Tsubota A, Kumada H, Chayama K, Arase Y, Saitoh S, Koida I, Murashima N, Suzuki Y, Kobayashi M, Takagi K, Kobayashi M, Ikeda K
Department of Gastroenterology, Toranomon Hospital, Tokyo, Japan.
Dig Dis Sci. 1996 Oct;41(10):1925-32. doi: 10.1007/BF02093591.
To determine the contribution of virus-related factors to long-term remission of chronic hepatitis C infection, we analyzed viral type and viremia level in 185 patients who had undergone a six-month course of interferon-alpha therapy. These virus-related factors were measured by an enzyme-linked immunosorbent assay with use of viral type-specific antigens and the branched DNA (bDNA) signal amplification assay, respectively. Sustained and long-term sustained responses were achieved in 55% and 50% of the patients, respectively. Transient or no responses were observed in 30% and 15% of the patients, respectively. Thirty-five percent of viral type 1 patients and 82% of viral type 2 patients had long-term sustained responses. Forty-two percent of bDNA-positive and 71% of bDNA-negative patients experienced long-term sustained responses.
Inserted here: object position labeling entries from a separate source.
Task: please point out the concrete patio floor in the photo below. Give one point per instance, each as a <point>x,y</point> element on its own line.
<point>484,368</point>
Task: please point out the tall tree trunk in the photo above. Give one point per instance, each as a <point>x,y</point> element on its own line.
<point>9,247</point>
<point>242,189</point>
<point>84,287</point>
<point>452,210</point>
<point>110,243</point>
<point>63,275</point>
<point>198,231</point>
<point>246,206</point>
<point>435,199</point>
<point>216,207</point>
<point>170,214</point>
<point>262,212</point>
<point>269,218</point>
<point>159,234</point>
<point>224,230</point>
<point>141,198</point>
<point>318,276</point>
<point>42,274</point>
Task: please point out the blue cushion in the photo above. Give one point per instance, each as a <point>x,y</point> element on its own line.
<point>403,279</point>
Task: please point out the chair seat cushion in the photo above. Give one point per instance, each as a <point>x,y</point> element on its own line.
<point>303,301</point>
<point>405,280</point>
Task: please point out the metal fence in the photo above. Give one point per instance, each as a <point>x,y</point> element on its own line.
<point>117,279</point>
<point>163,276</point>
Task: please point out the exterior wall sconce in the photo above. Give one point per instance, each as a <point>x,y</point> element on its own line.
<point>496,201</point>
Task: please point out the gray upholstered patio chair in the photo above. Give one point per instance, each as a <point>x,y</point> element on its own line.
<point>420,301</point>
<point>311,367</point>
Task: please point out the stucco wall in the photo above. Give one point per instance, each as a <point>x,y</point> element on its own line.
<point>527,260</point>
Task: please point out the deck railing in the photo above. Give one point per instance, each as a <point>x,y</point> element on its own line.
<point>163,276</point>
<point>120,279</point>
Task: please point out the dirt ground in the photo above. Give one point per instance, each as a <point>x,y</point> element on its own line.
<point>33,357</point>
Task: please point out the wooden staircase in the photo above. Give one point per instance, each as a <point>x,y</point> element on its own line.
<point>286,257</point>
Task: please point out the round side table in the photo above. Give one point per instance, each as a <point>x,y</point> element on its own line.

On multivariate analysis, viral type, Knodell's intralobular score, and viremia level were strong independent predictors of long-term sustained response (P < 0.0001, = 0.0060, and 0.037, respectively). Viremia level, however, was a significant predictor only in viral type 1, not type 2, patients. The relation between pretreatment viremia level and response to interferon-alpha therapy in chronic hepatitis C differs in viral type 1 and 2 infections.
为了确定病毒相关因素对慢性丙型肝炎感染长期缓解的作用,我们分析了185例接受了为期6个月的α干扰素治疗患者的病毒类型和病毒血症水平。这些病毒相关因素分别通过使用病毒类型特异性抗原的酶联免疫吸附测定和分支DNA(bDNA)信号扩增测定来测量。分别有55%和50%的患者实现了持续和长期持续应答。分别有30%和15%的患者观察到短暂或无应答。1型病毒患者中有35%以及2型病毒患者中有82%获得了长期持续应答。bDNA阳性患者中有42%以及bDNA阴性患者中有71%经历了长期持续应答。多变量分析显示,病毒类型、Knodell小叶内评分和病毒血症水平是长期持续应答的强有力独立预测因素(P分别<0.0001、=0.0060和0.037)。然而,病毒血症水平仅是1型病毒而非2型病毒患者的显著预测因素。慢性丙型肝炎患者治疗前病毒血症水平与对α干扰素治疗反应之间的关系在1型和2型病毒感染中有所不同。